With that, it’s goodbye Arizona—a little more than three uneventful hours later, you’ll cross into California on Interstate 8, making your way through the picturesque Imperial Sand Dunes (the largest in California), the heavily agricultural Imperial Valley, and over the pine-covered Cuyamaca Mountains, finally breathing that Pacific Ocean air as you wind your way down into San Diego. Let the beaches wait, only for a moment—head into the South Bay region, where you’ll find some of the country’s absolute best Mexican food. From juicy, rich birria and bone marrow tacos at Tuetano Taqueria in San Ysidro to the aguachile (raw shrimp cured in lime juice) en molcajete at the impossibly tiny and also perfect TJ Oyster Bar up on Bonita Road, if it’s a thing in just-next-door Tijuana, chances are, it’s a thing here too, and you could spend days down here, eating extremely well.

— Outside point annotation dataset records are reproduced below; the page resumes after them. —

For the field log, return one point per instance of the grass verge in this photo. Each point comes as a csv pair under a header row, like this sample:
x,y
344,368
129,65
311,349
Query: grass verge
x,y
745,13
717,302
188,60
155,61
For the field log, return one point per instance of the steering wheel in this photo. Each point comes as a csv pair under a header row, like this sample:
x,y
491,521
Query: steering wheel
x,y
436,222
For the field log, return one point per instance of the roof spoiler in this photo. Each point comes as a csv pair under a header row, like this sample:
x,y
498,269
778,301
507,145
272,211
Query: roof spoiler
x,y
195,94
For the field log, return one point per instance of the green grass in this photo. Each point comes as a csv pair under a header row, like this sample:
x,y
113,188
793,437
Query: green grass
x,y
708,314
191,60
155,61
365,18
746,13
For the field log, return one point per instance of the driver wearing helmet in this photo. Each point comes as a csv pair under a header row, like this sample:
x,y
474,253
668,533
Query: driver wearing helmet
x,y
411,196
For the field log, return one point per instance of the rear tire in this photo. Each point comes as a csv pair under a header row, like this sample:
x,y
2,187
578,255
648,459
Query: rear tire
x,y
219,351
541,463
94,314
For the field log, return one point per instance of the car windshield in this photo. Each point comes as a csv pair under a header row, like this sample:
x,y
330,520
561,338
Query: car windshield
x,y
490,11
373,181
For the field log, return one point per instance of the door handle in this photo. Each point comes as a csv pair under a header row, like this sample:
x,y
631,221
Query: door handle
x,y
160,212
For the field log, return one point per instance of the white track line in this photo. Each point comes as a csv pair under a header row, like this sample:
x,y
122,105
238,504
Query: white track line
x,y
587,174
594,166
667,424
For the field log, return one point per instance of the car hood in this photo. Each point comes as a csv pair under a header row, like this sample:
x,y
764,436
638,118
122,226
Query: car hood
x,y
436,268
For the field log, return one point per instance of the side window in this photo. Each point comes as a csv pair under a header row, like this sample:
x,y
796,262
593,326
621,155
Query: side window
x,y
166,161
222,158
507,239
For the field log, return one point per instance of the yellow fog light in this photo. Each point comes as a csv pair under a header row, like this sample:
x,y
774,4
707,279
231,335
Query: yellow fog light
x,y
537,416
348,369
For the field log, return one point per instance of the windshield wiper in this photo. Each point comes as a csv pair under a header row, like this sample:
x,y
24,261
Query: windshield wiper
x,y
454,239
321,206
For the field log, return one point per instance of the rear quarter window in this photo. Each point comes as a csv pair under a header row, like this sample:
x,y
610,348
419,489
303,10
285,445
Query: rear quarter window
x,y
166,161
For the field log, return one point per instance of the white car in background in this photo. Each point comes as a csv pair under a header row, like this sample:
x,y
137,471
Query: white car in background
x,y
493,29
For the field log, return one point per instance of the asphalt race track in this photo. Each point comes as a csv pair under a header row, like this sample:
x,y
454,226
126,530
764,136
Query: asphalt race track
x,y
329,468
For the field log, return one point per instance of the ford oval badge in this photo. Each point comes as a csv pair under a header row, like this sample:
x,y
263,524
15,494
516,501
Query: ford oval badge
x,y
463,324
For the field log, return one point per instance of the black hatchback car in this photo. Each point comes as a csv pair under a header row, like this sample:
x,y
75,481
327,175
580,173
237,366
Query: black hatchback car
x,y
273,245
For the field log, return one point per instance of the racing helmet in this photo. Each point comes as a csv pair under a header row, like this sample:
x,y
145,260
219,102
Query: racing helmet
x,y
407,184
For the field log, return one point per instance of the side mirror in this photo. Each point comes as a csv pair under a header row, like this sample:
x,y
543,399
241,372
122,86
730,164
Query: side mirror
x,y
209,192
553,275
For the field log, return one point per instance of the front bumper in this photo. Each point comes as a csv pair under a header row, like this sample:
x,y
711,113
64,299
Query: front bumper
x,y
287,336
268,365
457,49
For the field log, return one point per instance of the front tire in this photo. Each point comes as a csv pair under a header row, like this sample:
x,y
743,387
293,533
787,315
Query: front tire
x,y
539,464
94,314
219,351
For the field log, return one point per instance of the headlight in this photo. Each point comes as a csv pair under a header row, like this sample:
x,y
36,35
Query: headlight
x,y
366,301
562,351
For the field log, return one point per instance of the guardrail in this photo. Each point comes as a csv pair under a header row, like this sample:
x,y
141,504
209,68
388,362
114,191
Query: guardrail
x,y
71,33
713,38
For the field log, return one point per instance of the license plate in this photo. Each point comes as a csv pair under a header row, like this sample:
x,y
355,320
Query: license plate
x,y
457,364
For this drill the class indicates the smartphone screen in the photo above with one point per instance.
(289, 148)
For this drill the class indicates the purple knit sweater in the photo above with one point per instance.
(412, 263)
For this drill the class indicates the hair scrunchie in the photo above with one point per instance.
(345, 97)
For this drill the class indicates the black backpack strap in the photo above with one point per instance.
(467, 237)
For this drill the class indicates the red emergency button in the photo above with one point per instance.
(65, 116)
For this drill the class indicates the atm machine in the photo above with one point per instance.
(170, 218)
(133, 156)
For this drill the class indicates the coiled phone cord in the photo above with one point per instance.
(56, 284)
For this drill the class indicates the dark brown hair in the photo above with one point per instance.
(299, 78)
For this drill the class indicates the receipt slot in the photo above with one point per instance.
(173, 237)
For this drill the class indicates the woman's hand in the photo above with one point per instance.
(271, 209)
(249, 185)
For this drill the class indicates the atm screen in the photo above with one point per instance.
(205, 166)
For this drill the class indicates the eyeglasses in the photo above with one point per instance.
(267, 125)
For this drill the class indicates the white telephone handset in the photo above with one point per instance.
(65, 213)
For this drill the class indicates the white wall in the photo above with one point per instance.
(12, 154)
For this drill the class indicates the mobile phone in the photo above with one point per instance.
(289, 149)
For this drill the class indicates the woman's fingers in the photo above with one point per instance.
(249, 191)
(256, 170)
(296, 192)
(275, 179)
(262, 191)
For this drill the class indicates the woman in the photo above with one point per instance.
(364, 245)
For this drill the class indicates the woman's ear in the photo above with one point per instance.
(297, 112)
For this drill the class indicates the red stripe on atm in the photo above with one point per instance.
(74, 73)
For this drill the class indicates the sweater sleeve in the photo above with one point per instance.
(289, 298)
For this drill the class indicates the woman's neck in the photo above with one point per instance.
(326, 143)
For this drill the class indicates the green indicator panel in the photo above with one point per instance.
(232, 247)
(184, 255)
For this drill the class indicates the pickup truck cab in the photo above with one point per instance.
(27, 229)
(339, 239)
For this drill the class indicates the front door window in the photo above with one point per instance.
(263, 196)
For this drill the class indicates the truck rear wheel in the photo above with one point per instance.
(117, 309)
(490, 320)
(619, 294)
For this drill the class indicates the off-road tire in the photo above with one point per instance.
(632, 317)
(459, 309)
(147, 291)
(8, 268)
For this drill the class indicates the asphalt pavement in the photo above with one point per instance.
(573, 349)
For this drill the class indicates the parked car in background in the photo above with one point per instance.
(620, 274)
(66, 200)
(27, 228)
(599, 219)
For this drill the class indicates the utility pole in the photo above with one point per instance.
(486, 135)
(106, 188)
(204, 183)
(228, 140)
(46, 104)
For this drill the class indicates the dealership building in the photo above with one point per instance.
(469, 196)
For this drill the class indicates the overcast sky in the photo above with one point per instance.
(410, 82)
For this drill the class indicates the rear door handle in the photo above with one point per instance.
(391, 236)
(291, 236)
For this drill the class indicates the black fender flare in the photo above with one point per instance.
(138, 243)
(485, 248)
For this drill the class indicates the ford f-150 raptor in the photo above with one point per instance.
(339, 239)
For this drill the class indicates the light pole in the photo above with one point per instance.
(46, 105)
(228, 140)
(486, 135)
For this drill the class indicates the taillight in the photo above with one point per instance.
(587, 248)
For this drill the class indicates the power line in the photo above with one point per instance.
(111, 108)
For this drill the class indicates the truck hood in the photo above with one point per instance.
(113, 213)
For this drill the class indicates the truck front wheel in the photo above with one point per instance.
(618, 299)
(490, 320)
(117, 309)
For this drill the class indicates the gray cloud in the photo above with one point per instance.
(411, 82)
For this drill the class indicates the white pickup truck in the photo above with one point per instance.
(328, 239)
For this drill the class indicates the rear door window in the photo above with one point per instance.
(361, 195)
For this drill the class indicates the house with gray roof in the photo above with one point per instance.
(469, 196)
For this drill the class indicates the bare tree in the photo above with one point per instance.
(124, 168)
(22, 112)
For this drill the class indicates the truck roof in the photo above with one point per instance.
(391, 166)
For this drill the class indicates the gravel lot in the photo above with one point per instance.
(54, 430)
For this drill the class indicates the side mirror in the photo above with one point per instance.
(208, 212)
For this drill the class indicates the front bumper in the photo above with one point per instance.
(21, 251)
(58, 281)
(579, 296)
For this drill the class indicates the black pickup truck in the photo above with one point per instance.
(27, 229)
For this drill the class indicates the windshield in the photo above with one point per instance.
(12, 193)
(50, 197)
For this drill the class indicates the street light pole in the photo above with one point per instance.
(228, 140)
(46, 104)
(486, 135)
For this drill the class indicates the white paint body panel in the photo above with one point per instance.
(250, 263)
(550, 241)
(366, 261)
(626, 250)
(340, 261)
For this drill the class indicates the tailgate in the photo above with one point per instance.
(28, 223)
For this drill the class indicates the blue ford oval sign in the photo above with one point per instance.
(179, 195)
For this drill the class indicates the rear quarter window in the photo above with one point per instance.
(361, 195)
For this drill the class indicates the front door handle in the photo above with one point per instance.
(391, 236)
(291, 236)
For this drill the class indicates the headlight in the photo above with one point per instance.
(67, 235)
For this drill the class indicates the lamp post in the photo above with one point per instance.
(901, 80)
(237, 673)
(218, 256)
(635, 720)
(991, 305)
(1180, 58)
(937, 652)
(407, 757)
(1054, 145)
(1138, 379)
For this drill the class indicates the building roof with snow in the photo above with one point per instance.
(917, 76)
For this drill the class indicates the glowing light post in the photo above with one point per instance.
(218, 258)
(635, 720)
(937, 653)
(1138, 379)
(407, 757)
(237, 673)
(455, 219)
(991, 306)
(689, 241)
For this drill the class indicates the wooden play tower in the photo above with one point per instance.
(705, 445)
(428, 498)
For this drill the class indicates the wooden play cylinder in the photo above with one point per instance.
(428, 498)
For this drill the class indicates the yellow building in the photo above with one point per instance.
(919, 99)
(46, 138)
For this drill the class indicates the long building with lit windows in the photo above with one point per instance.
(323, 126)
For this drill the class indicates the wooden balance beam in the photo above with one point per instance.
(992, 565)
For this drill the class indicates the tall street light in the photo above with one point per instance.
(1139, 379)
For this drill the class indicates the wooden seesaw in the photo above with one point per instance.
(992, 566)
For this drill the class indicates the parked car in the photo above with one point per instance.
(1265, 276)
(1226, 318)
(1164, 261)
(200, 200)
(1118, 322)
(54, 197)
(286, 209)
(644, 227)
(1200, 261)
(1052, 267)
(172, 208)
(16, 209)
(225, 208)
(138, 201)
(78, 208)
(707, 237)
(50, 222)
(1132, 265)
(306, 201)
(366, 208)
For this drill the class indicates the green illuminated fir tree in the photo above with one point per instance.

But it’s the ocean for you, finally, the cherry on top of a remarkable journey—head up into the city, stopping in the historic (and recently, very happening) Barrio Logan for an exemplary Mexican mocha at Por Vida, fueling your final journey out to the Cabrillo National Monument lands, where Spanish explorers first landed in what we know today as California. The preserved coastline, with its dramatic tidepools, is easily one of the most photogenic places in one of the country’s most attractive cities.